On pourrait penser que Gertrude, mère célibataire, jouissant de ses droits puisqu’elle n’a ni mari, ni père, est automatiquement tutrice de son fils. Ce n’est visiblement pas si simple.

Le 24 mars 1787 au Chatelet de Paris a lieu une réunion, à la demande de Gertrude, pour confirmer sa position de tutrice du jeune Louis. Elle fait cette demande suite à une donation reçue par son fils.

5 Louis né le vingt quatre
6 septembre 1783 dit dans le monde de St Hilaire, fils
7 de demoiselle Gertrude Girardin fille majeure

6 par un particulier qui n’a voullu
7 être nommé et qui a declaré en faire donnation
8 entre vifs et irrevocable à la ditte demoiselle Girardin
9 et audit sieur son fils; que ladite donation a été accceptée par
10 laditte demoiselle Girardin tant en son nom personnel
11 comme ayant pendant sa vie jouissance de la ditte rente
12 tontine que comme mere dudit Louis de Saint Hilaire

Un homme, non dénommé, dans le cadre d’un emprunt de 6 millions de livres passé par le duc d’Orléans, a pris une obligation de 1000 livres nominal – donc une créance sur le duc d’Orléans – portant intérêt de 50 livres par an – au nom de Louis et de sa mère. Au cours de cette audience, il n’y a pas de parent du jeune Louis, à part sa mère, juste des amis. Parmi eux, je note la présence d’un certain François Hilaire Bourron, écuyer, conseiller du roi au Chatelet de Paris, ce même François Hilaire Bourron dont Gertrude est veuve quand elle épouse Charles Bérard en 1805.
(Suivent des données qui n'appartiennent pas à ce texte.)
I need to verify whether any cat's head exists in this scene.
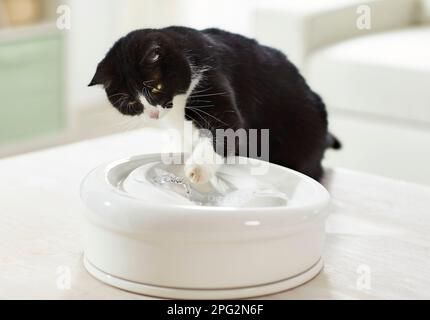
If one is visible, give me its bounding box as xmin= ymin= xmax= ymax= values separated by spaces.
xmin=89 ymin=29 xmax=192 ymax=119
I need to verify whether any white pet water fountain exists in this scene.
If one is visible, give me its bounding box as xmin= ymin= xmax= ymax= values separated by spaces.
xmin=81 ymin=154 xmax=329 ymax=299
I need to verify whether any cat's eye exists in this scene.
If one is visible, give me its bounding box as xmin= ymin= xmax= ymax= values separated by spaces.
xmin=151 ymin=83 xmax=163 ymax=93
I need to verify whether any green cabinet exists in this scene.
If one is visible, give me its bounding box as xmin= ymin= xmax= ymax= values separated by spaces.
xmin=0 ymin=33 xmax=65 ymax=144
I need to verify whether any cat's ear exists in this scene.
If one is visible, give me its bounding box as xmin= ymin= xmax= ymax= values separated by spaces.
xmin=88 ymin=60 xmax=112 ymax=87
xmin=140 ymin=44 xmax=162 ymax=65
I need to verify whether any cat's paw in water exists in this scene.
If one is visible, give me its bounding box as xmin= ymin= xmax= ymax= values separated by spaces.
xmin=184 ymin=164 xmax=214 ymax=184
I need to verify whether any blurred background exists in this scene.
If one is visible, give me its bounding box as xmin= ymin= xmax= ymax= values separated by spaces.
xmin=0 ymin=0 xmax=430 ymax=185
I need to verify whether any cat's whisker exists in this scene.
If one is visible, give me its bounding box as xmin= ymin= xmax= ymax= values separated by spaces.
xmin=190 ymin=92 xmax=227 ymax=98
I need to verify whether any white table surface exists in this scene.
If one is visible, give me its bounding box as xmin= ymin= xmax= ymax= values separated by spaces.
xmin=0 ymin=129 xmax=430 ymax=299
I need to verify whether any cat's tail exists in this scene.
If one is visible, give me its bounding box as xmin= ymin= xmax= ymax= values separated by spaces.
xmin=326 ymin=132 xmax=342 ymax=150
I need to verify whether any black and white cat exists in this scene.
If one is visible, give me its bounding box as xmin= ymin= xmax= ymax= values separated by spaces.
xmin=89 ymin=27 xmax=340 ymax=183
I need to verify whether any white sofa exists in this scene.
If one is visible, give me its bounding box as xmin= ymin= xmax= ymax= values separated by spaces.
xmin=253 ymin=0 xmax=430 ymax=184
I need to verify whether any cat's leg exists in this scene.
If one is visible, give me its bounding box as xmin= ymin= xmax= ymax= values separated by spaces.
xmin=184 ymin=137 xmax=223 ymax=184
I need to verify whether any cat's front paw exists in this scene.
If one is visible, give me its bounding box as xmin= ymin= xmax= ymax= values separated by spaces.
xmin=184 ymin=164 xmax=214 ymax=184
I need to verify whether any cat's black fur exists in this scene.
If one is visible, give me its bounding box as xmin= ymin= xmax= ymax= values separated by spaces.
xmin=90 ymin=27 xmax=340 ymax=179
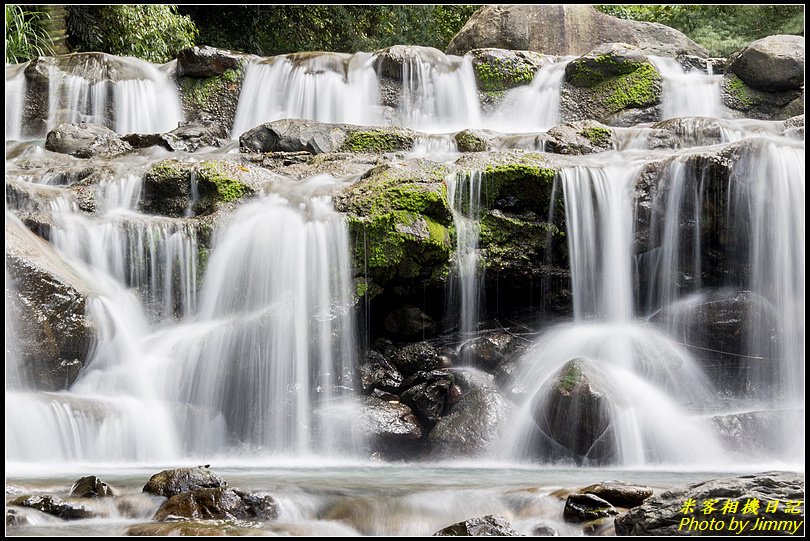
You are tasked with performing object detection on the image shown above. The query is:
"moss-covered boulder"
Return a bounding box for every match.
[468,48,553,92]
[560,43,661,125]
[722,73,804,120]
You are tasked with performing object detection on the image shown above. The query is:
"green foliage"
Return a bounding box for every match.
[595,4,804,57]
[67,5,197,63]
[180,5,479,56]
[6,4,52,64]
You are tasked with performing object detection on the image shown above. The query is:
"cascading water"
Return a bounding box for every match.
[445,172,484,344]
[231,53,380,138]
[650,56,725,119]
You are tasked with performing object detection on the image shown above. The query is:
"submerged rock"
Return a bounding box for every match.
[433,515,523,537]
[616,472,804,536]
[143,466,228,498]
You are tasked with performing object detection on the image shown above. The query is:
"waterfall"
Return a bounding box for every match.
[445,172,484,338]
[650,56,725,119]
[231,53,380,138]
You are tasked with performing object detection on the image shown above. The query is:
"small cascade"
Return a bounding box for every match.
[231,53,380,138]
[650,56,725,119]
[484,59,570,133]
[399,47,481,133]
[446,172,484,339]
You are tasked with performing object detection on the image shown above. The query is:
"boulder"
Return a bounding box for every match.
[6,213,95,391]
[563,494,619,522]
[153,487,278,522]
[8,496,93,520]
[728,35,804,92]
[616,472,804,536]
[579,481,652,507]
[462,48,553,92]
[45,122,132,158]
[70,475,113,498]
[357,396,422,458]
[433,515,522,536]
[143,466,228,498]
[177,45,244,77]
[447,5,709,58]
[391,342,441,377]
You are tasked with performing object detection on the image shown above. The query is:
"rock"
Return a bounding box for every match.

Le 28 janvier 1789, Gertrude se marie. Elle a 32 ans, un fils de presque 6 ans. Elle épouse Louis Marcel Lheureux, commis aux fermes, l’équivalent de controleur des impôts de nos jours, dont la mère est présente au mariage. A la fin de l’acte de mariage, les nouveaux époux déclarent la naissance de Louis et le reconnaissent.

et au même instant les parties nous ont déclaré qu’il
etait issu de leurs faits et oeuvres un garçon baptisé en l’eglise de
St Roch le vingt cinq septembre mil sept cent quatre vingt trois
comme fils d’un père absent et de Gertrude Girardin et à qui
on a donné le nom de Louis, lequel ils reconnaissent leur appartenir
et habile à succéder à leur biens presens et à venir en présence
des témoins ci dessus nommés

La morale est sauve, le père naturel – le père absent – du jeune Louis épouse sa mère.

En fait, peut-être pas …

Le 19 mars 1784 a eu lieu au Chatelet de Paris une réunion en vue d’une tutelle pour les huit enfants mineurs de Jean Pierre Lheureux, décédé récemment. Les dates de naissance de chacun des enfants, né à Paris, y est clairement mentionnée. J’y lis ainsi que Louis Marcel Lheureux – celui qui épouse Gertrude en 1789 – est né le 10 mars 1769.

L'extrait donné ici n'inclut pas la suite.